The first step in order to do so is to prove the following isomorphism $\tilde{H}_n(X \cup CA) \simeq H_n(X \cup CA,CA)$. Since $CA$ is contractible I thought of taking the long exact sequence of the pair and i get $$\longrightarrow H_n(CA) \longrightarrow H_n(X \cup CA) \longrightarrow H_n(X \cup CA,CA) \longrightarrow H_{n-1}(CA)\longrightarrow$$
So if $n-1 \ne 0$ i.e $n > 1$ since $H_i(CA) = 0$ we have the $\tilde{H}_n(X \cup CA) \simeq H_n(X \cup CA,CA)$ since for those $n, \hspace{0.1cm} \tilde{H}_n(X \cup CA) \simeq H_n(X \cup CA)$.
Here is where I got stuck, since the terms are no longer $0$ I don't know how to continue in the case $n=0,n=1$. Any help would be appreciated.
The long exact sequence has two variants: One for unreduced homology groups ands one for reduced homology groups.

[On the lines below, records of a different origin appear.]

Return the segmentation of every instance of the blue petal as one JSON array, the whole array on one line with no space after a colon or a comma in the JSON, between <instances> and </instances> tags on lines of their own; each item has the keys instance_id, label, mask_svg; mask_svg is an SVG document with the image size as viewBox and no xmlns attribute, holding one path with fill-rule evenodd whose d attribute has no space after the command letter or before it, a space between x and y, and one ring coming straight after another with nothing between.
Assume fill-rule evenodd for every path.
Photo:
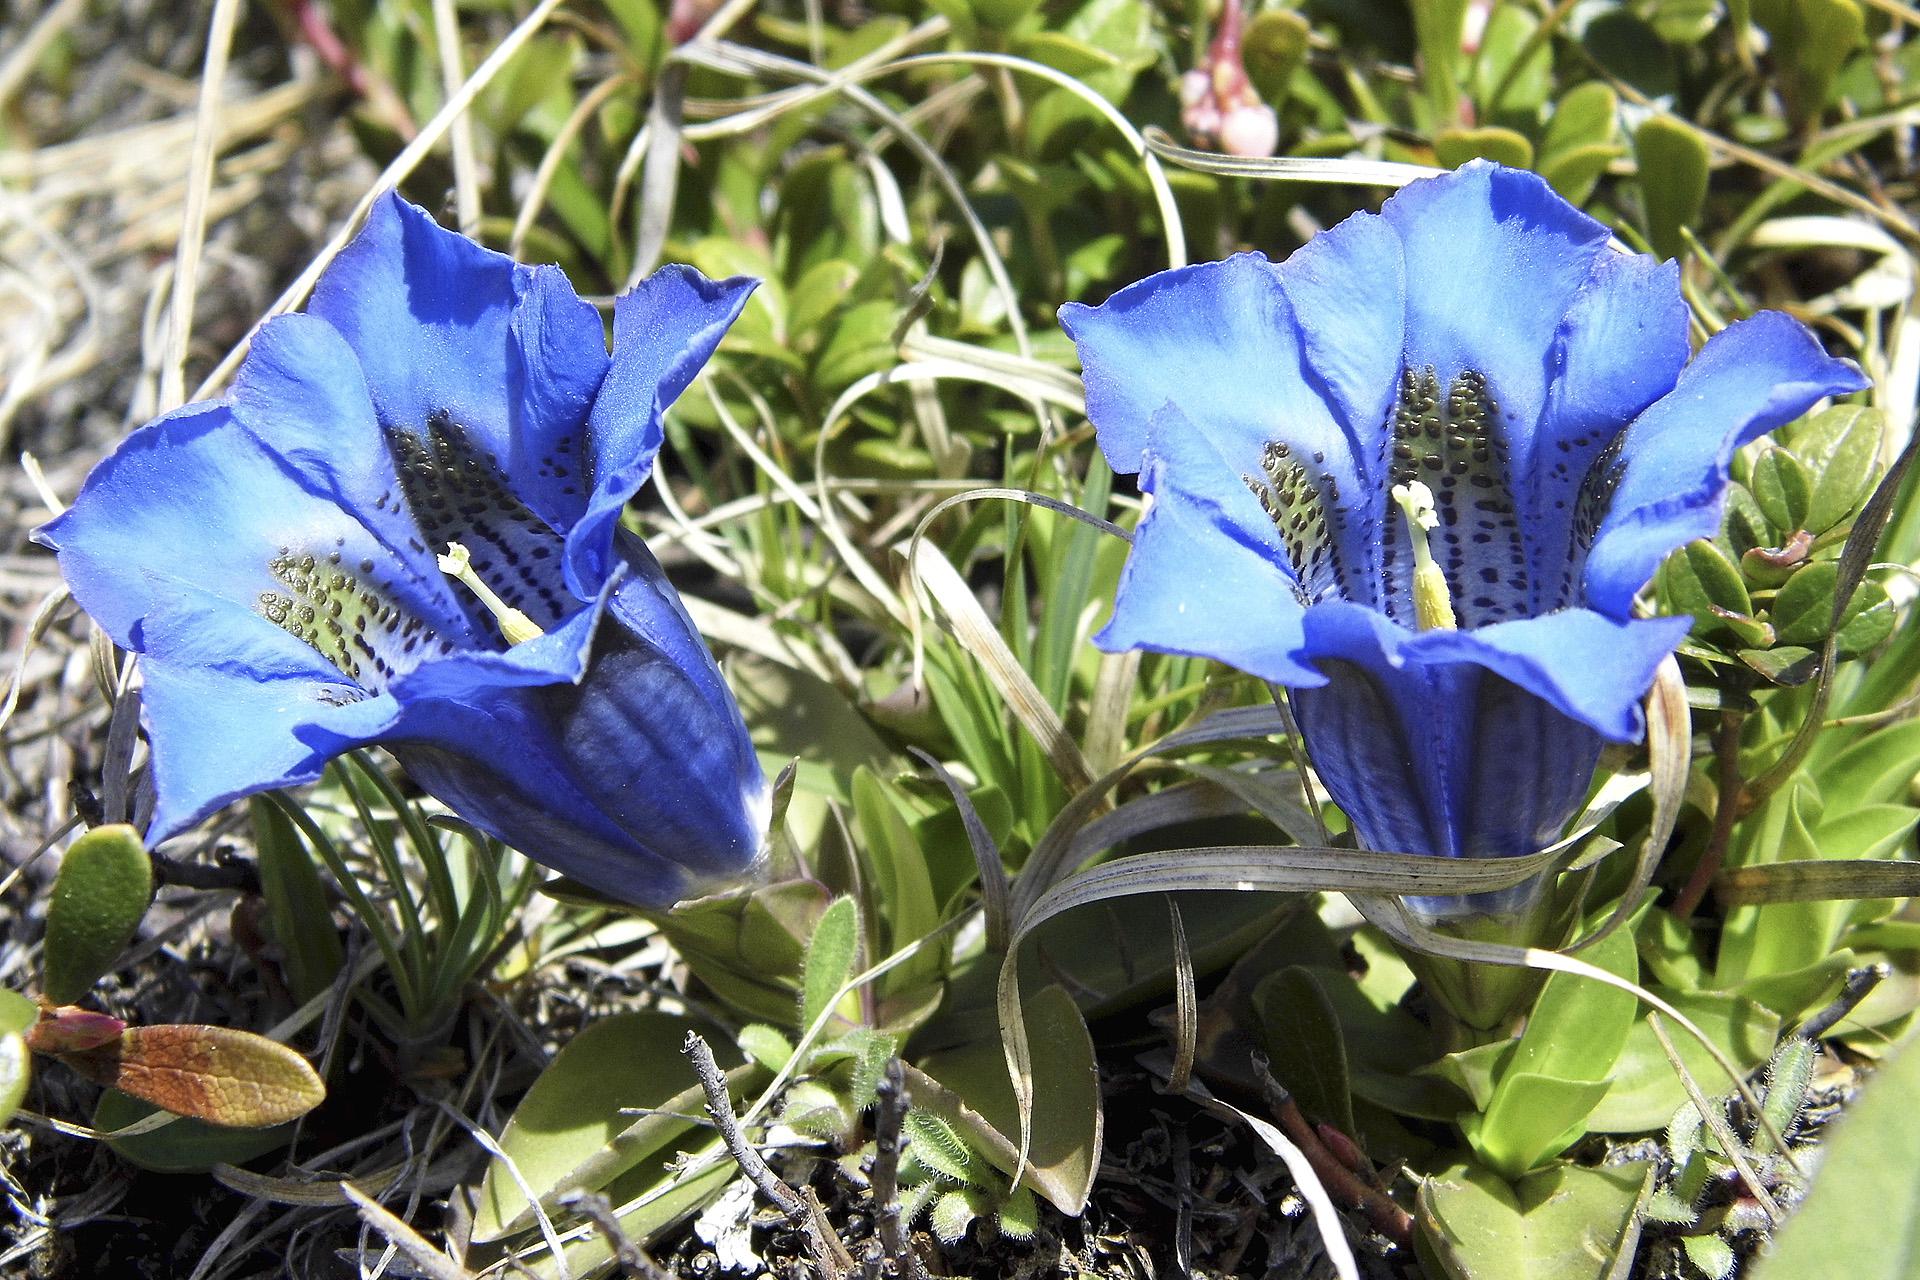
<instances>
[{"instance_id":1,"label":"blue petal","mask_svg":"<svg viewBox=\"0 0 1920 1280\"><path fill-rule=\"evenodd\" d=\"M1377 441L1357 453L1335 419L1304 364L1280 269L1261 255L1163 271L1098 307L1062 307L1060 323L1079 348L1087 417L1115 471L1142 468L1154 416L1178 405L1225 460L1235 485L1244 487L1241 476L1262 475L1262 451L1277 441L1348 501L1367 492L1360 455L1377 453ZM1190 482L1196 491L1211 483ZM1349 586L1362 590L1376 561L1367 509L1363 500L1355 509L1362 518L1352 521L1341 518L1344 509L1329 512L1338 563Z\"/></svg>"},{"instance_id":2,"label":"blue petal","mask_svg":"<svg viewBox=\"0 0 1920 1280\"><path fill-rule=\"evenodd\" d=\"M575 595L591 597L612 571L614 528L653 470L661 414L713 355L758 284L666 266L615 301L613 363L588 427L593 493L567 531L567 583Z\"/></svg>"},{"instance_id":3,"label":"blue petal","mask_svg":"<svg viewBox=\"0 0 1920 1280\"><path fill-rule=\"evenodd\" d=\"M1537 175L1473 161L1409 183L1381 216L1406 258L1406 363L1446 387L1486 375L1519 443L1546 402L1560 321L1607 252L1607 229Z\"/></svg>"},{"instance_id":4,"label":"blue petal","mask_svg":"<svg viewBox=\"0 0 1920 1280\"><path fill-rule=\"evenodd\" d=\"M1510 680L1616 742L1637 741L1640 702L1660 661L1686 637L1685 618L1619 622L1590 609L1469 631L1409 631L1371 609L1332 601L1309 610L1315 663L1357 662L1379 673L1469 663Z\"/></svg>"},{"instance_id":5,"label":"blue petal","mask_svg":"<svg viewBox=\"0 0 1920 1280\"><path fill-rule=\"evenodd\" d=\"M242 796L312 782L334 756L392 725L392 699L364 699L303 641L226 602L181 592L140 630L141 717L153 748L149 839L176 835Z\"/></svg>"},{"instance_id":6,"label":"blue petal","mask_svg":"<svg viewBox=\"0 0 1920 1280\"><path fill-rule=\"evenodd\" d=\"M320 277L307 312L359 357L382 426L419 430L444 411L504 458L509 325L530 274L389 193Z\"/></svg>"},{"instance_id":7,"label":"blue petal","mask_svg":"<svg viewBox=\"0 0 1920 1280\"><path fill-rule=\"evenodd\" d=\"M1177 404L1249 466L1285 440L1342 455L1341 482L1354 477L1350 443L1302 376L1299 326L1263 255L1162 271L1097 307L1068 303L1060 324L1079 348L1087 417L1115 471L1140 470L1148 423Z\"/></svg>"},{"instance_id":8,"label":"blue petal","mask_svg":"<svg viewBox=\"0 0 1920 1280\"><path fill-rule=\"evenodd\" d=\"M588 794L648 849L704 876L758 857L767 783L720 669L638 539L593 665L541 698Z\"/></svg>"},{"instance_id":9,"label":"blue petal","mask_svg":"<svg viewBox=\"0 0 1920 1280\"><path fill-rule=\"evenodd\" d=\"M1679 267L1604 255L1555 339L1546 412L1513 454L1534 612L1574 600L1581 482L1627 424L1673 389L1691 351Z\"/></svg>"},{"instance_id":10,"label":"blue petal","mask_svg":"<svg viewBox=\"0 0 1920 1280\"><path fill-rule=\"evenodd\" d=\"M518 412L498 452L521 500L565 531L586 514L592 487L587 421L607 376L606 325L558 267L535 267L509 328Z\"/></svg>"},{"instance_id":11,"label":"blue petal","mask_svg":"<svg viewBox=\"0 0 1920 1280\"><path fill-rule=\"evenodd\" d=\"M1318 605L1305 648L1329 681L1295 705L1316 771L1369 844L1531 853L1579 808L1603 741L1639 736L1640 699L1686 630L1568 610L1414 633Z\"/></svg>"},{"instance_id":12,"label":"blue petal","mask_svg":"<svg viewBox=\"0 0 1920 1280\"><path fill-rule=\"evenodd\" d=\"M1807 328L1762 311L1715 334L1679 385L1627 428L1619 483L1586 562L1586 603L1628 616L1675 547L1719 528L1734 450L1827 396L1868 386Z\"/></svg>"},{"instance_id":13,"label":"blue petal","mask_svg":"<svg viewBox=\"0 0 1920 1280\"><path fill-rule=\"evenodd\" d=\"M411 612L443 635L469 633L467 610L407 509L360 362L332 325L310 315L268 323L228 402L234 421L306 488L380 539L392 583Z\"/></svg>"},{"instance_id":14,"label":"blue petal","mask_svg":"<svg viewBox=\"0 0 1920 1280\"><path fill-rule=\"evenodd\" d=\"M659 565L628 536L619 554L597 631L582 610L567 634L421 668L395 686L409 705L390 737L422 786L484 830L603 892L664 903L758 860L767 785ZM555 661L535 660L543 644ZM546 678L562 660L572 678Z\"/></svg>"},{"instance_id":15,"label":"blue petal","mask_svg":"<svg viewBox=\"0 0 1920 1280\"><path fill-rule=\"evenodd\" d=\"M1156 419L1141 484L1153 504L1095 642L1213 658L1277 684L1321 683L1299 657L1302 606L1272 526L1237 478L1210 483L1212 442L1190 428L1171 408ZM1200 465L1183 470L1189 461Z\"/></svg>"},{"instance_id":16,"label":"blue petal","mask_svg":"<svg viewBox=\"0 0 1920 1280\"><path fill-rule=\"evenodd\" d=\"M1340 413L1369 489L1400 386L1407 281L1400 238L1377 214L1356 213L1280 264L1306 368ZM1384 494L1382 496L1384 501Z\"/></svg>"},{"instance_id":17,"label":"blue petal","mask_svg":"<svg viewBox=\"0 0 1920 1280\"><path fill-rule=\"evenodd\" d=\"M178 590L248 610L283 590L269 567L283 547L372 561L402 593L405 571L387 547L315 487L225 404L188 405L128 436L35 537L59 552L81 607L115 643L135 649L136 624ZM464 633L454 616L428 621L444 635Z\"/></svg>"}]
</instances>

The latter is $$\dots \to \tilde H_n(A) \to \tilde H_n(X) \to H_n(X,A) \to \tilde H_{n-1}(A) \to \dots $$ Note that $\tilde H_n(Y) = H_n(Y)$ for $n > 0$. See see Hatcher's "Algebraic Topology" p.118 and Suppose that $X$ is a topological space and $x_0\in X$. Prove that $\widetilde{H_n}(X)=H_n(X,x_0)$ for all $n\geq 0$..
Now look at $$H_1(CA) \to H_1(X \cup CA) \to H_1(X \cup CA, CA) \to \tilde H_0(CA) \to \tilde H_0(X \cup CA) \to H_0(X \cup CA,CA) \to 0 $$ Since $H_1(CA) = \tilde H_0(CA) = 0$, you get the desired result.